Noting that Paul Gambuccini was arrested last Tuesday, he said that police refused to confirm his identity until shortly after it was revealed on The Sun website at 5.30pm on Friday evening. He added: “The Sun took seven months to name Rolf Harris [as a Yewtree suspect], it woudn’t be in the public domain if it wasn’t for The Sun.”
'Buzzfeed is the best thing on the internet'
Asked for his impression of Buzzfeed, the US-based website which launched in the UK this year, he said: “Buzzfeed is the best thing on the internet because it is The Sun on the internet. The way that they tell stories is brilliant. I do see them as competition and the way that they mix light and shade is very Sun-like.”
Dinsmore was also asked about the way the Plebgate story is "unravelling". Last year The Sun published a front-page report claiming that former Conservative Party chief whip Andrew Mitchell had called police officers at the gates of Downing Street “fucking plebs”. It is currently the subject of an ongoing libel action.

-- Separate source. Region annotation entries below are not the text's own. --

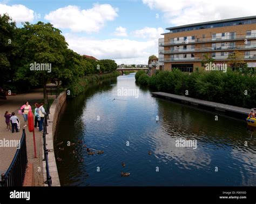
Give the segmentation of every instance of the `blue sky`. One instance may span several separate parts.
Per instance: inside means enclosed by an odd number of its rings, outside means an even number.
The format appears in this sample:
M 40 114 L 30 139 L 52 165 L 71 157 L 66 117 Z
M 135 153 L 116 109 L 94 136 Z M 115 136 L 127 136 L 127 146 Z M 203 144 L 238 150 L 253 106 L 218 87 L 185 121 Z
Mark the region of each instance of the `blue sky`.
M 0 0 L 0 13 L 9 13 L 18 26 L 24 21 L 50 22 L 79 54 L 112 59 L 118 64 L 146 64 L 150 55 L 158 56 L 158 39 L 163 37 L 160 34 L 166 28 L 253 16 L 247 5 L 255 8 L 255 2 Z

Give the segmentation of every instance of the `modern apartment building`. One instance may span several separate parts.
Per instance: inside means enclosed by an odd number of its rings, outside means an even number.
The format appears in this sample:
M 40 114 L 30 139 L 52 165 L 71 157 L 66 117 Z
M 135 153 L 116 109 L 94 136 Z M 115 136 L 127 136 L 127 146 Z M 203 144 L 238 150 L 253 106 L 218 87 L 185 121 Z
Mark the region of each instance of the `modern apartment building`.
M 159 63 L 165 70 L 173 68 L 192 72 L 204 69 L 208 53 L 215 63 L 226 63 L 228 55 L 240 52 L 248 67 L 256 67 L 256 16 L 168 28 L 159 40 Z

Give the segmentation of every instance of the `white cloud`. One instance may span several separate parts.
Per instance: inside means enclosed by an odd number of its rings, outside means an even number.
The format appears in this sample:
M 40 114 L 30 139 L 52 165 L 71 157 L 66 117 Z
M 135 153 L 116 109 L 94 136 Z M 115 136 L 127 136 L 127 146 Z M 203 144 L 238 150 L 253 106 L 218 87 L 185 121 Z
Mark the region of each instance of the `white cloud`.
M 117 8 L 110 4 L 95 4 L 90 9 L 81 10 L 75 5 L 61 8 L 46 14 L 44 18 L 59 29 L 70 29 L 73 32 L 98 32 L 109 21 L 117 17 Z
M 69 48 L 75 52 L 99 59 L 114 59 L 118 64 L 147 64 L 149 56 L 157 55 L 157 39 L 145 42 L 127 39 L 97 40 L 71 34 L 64 36 Z
M 126 29 L 122 26 L 119 26 L 116 29 L 114 35 L 119 37 L 126 37 L 127 36 Z
M 132 34 L 136 37 L 144 39 L 158 39 L 163 38 L 161 33 L 164 32 L 164 30 L 161 28 L 145 27 L 141 30 L 137 30 L 132 32 Z
M 21 4 L 9 6 L 0 4 L 0 14 L 5 13 L 8 13 L 16 23 L 31 22 L 34 19 L 34 11 Z
M 255 0 L 142 0 L 151 9 L 164 13 L 169 23 L 174 25 L 255 15 Z

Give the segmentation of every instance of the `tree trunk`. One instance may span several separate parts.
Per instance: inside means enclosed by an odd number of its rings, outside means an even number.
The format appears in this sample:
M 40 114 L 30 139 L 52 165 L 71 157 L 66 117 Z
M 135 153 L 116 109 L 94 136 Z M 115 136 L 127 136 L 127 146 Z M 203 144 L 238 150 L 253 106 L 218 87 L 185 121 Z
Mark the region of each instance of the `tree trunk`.
M 46 93 L 46 83 L 45 81 L 45 79 L 44 79 L 44 76 L 43 74 L 42 74 L 42 78 L 43 78 L 43 88 L 44 90 L 44 104 L 47 104 L 47 93 Z

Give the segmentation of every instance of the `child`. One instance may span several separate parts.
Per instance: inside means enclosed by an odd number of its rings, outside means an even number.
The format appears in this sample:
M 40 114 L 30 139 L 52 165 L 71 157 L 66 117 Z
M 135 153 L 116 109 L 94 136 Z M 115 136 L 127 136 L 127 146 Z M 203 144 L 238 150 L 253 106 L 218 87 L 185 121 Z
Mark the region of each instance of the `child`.
M 11 131 L 11 124 L 10 123 L 10 118 L 11 117 L 11 114 L 8 111 L 6 111 L 5 112 L 5 113 L 4 114 L 4 116 L 5 118 L 5 123 L 7 125 L 6 131 Z
M 11 132 L 13 133 L 14 132 L 14 128 L 16 131 L 16 132 L 19 132 L 18 130 L 18 126 L 17 124 L 17 122 L 19 123 L 19 119 L 17 116 L 15 115 L 15 113 L 13 112 L 11 113 L 12 117 L 10 118 L 11 120 Z

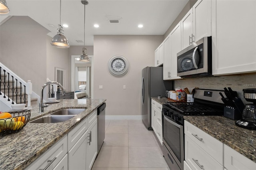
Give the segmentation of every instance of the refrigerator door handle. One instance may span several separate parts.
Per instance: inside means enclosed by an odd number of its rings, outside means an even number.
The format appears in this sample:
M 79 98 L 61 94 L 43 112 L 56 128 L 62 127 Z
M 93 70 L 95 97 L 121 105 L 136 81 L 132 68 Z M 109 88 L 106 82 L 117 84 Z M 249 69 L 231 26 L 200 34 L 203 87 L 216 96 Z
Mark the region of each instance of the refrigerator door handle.
M 145 87 L 144 85 L 144 77 L 142 77 L 142 105 L 144 105 L 144 99 L 145 98 Z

He said: “It has an awful long way to run..It’s easy not to get all the right conclusions.”
Asked whether The Sun still stood by its original front page story, he said: "Absolutely.”
Paywalls, website numbers and reader loyalty
Talking about how the job of editing The Sun has changed (Dinsmore was appointed at the end of June), he said: “My predecessor (Dominic Mohan) was in charge of a six-day a week print product with a website that sat in the corner.”
He said that the Sun editorial team today is working on multiple platforms "non-stop" including: print Monday to Friday, print Sunday, tablet computer, smartphone, website, video, Sun Goals and social media.
Of that last one he said: “It is something we are just coming to the party on. “
He declined to be drawn on website readership figures since The Sun went behind a paywall at the beginning of August. But he did say that a report that traffic had gone down by a third since the paywall came into force was not accurate.
He said: “You are comparing apples with pears. We are trying to build a subscription membership base. That is a completely different proposition from some of the other newspaper websites in the UK.”
He added: “Youu may have 100 million coming to your website but how many are coming in on a regular basis? Our people are coming in day in, day out, and they are heavily engaged with our content.”
'Unedifying' Labour leader Ed Miliband
Asked whether The Sun has “lost its mojo” since its 1980s heyday he said: “I don’t think The Sun will sell four million print newspapers again. But I don’t think there is any reason why we can’t have four million subscribers in the future. That’s what we should be aiming at.”
On the Daily Mail’s portray of David Miliband’s father as “the man who hated Britain” he said: “My first reaction was that I’m probably a little more pragmatic, I would have run the right of reply and that would have been it.”
But he added that he was “quite struck” by the way that Daily Mail deputy editor Jon Steafel was treated on Newsnight by presenter Emily Maitlis and former Labour PR man Alastair Campbell when he appeared to defend the paper. “It wasn’t so much an interview as a gang-beating session…it was indicative of where we have got with this left versus right fight”.
He added: “I also didn’t think it was particularly edifiying for the Leader of the Opposition to be making such a meal of this.” And he expressed concern that if Miliband was made Prime Minister he might deal with Vladimir Putin the same way.
Refusing to be drawn on who The Sun might back at the next General Election, he did say that there was now “clear blue water” between Labour and the Conservatives and that voters would have a clear choice between left and right.
On the issue of press regulation he said: “If you ask chaps at the BBC…whether they are free to do what they want…The answer is no because there is a Royal Charter in place.
“The BBC has been hauled in 20 times in the last six months to various committees. There is a lot of Government control on the BBC. I don’t want the press to go that way and this would be first step down that road.”